A foundation for scikit-learn at Inria

hetspookjee · on Sept 19, 2018

Scikit-learn is a very nicely written library and I can use plenty of superlatives to describe the wonderous API of scikit-learn.

One thing I can't recommend enough is to extend their Transfomers base class in such a way that you implement their fit and transform methods. A simple example can be viewed here: https://gitlab.com/timelord/sklearn_transformers

which allows you to put your transformers into the scikit-learn Pipelines and GridSearchCV (and more).
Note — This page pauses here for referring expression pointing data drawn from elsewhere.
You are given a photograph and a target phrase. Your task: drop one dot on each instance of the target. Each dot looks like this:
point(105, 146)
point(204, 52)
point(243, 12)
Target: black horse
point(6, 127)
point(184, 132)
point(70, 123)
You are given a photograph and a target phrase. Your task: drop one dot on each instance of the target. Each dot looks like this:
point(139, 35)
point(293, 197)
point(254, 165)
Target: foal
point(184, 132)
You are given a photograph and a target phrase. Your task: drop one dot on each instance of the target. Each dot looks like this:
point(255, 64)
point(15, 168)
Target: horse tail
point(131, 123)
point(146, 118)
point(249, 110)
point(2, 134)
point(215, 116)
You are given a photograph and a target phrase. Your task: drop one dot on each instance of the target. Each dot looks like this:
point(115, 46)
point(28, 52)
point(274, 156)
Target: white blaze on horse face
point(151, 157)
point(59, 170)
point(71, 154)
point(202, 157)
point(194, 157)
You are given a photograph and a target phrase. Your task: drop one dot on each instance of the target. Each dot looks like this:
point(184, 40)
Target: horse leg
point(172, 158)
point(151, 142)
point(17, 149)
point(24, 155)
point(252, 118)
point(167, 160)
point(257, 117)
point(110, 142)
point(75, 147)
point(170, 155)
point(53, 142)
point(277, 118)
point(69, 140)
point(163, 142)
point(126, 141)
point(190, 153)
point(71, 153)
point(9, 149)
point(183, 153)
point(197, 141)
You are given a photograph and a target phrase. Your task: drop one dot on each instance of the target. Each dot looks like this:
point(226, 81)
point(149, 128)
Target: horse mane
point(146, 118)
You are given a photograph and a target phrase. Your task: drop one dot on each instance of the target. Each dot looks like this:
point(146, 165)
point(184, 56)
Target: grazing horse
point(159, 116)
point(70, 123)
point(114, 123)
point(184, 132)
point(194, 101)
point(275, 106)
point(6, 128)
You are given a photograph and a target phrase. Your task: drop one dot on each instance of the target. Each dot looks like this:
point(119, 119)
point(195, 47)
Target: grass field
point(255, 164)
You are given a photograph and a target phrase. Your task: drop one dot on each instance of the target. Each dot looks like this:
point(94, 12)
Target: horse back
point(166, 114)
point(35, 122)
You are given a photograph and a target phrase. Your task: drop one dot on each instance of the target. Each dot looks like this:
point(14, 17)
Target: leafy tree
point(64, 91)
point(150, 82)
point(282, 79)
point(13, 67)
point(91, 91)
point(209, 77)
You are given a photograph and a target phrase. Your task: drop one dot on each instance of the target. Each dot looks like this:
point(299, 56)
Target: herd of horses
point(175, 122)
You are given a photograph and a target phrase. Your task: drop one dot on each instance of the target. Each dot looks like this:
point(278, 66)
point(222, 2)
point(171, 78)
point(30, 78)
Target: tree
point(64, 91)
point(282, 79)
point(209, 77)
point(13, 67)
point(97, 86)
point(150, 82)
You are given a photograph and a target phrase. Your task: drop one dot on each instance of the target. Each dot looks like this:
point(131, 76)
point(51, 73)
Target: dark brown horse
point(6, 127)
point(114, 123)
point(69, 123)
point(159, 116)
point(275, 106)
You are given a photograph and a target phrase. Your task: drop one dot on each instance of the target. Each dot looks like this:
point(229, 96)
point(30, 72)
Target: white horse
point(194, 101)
The way scikit-learn leverages multiple cores is by using joblib and Dask extends this implementation to effortlessly scale the scikit-learn pipelines onto a cluster of servers. https://distributed.readthedocs.io/en/latest/joblib.html

By writing your own data transformations in the transformer format you can, by extension, leverage this g great ecosystem.

I think it's a great time to be a data scientist / engineer now.

zeec123 · on Sept 19, 2018

Unfortunately scikit-learn is a mess without an alternative.

There is so much wrong with the api design of sklearn (how can one think "predict_proba" is a good function name?). I can understand this, since most of it was probably written by PhD students without the time and expertise to come up with a proper api; many of them without a CS background. Compare this to e.g. the API of google/guava.

For example https://www.reddit.com/r/statistics/comments/8de54s/is_r_bet...

   Case in point, sklearn doesn't have a bootstrap crossvalidator despite the bootstrap being one of the most
   important statistical tools of the last two decades. In fact, they used to, but it was removed. 
   Weird right?
   ...
   > We don't remove the sklearn.cross_validation.Bootstrap class because few people are using it, 
   > but because too many people are using something that is non-standard (I made it up) and very very 
   > likely not what they expect if they just read its name. 
   > At best it is causing confusion when our users read the docstring and/or its source code. 
   > At worse it causes silent modeling errors in our users code base.
   ...
   Oh man, I thought of another great example. I bet you had no idea that 
   sklearn.linear_model.LogisticRegression is L2 penalized by default. 
   "But if that's the case, why didn't they make this explicit by calling it RidgeClassifier instead?" 
   Maybe because sklearn has a Ridge object already, but it exclusively performs regression? 
   Who knows (also... why L2 instead of L1? Yeesh). Anyway, if you want to just do unpenalized 
   logistic regression, you have to set the C argument to an arbitrarily high value, 
   which can cause problems. Is this discussed in the documentation? 
   Nope, not at all. Just on stackoverflow and github. 
   Is this opaque and unnecessarily convoluted for such a basic and crucial technique? Yup.

Or the following: https://www.reddit.com/r/haskell/comments/7brsuu/machine_lea...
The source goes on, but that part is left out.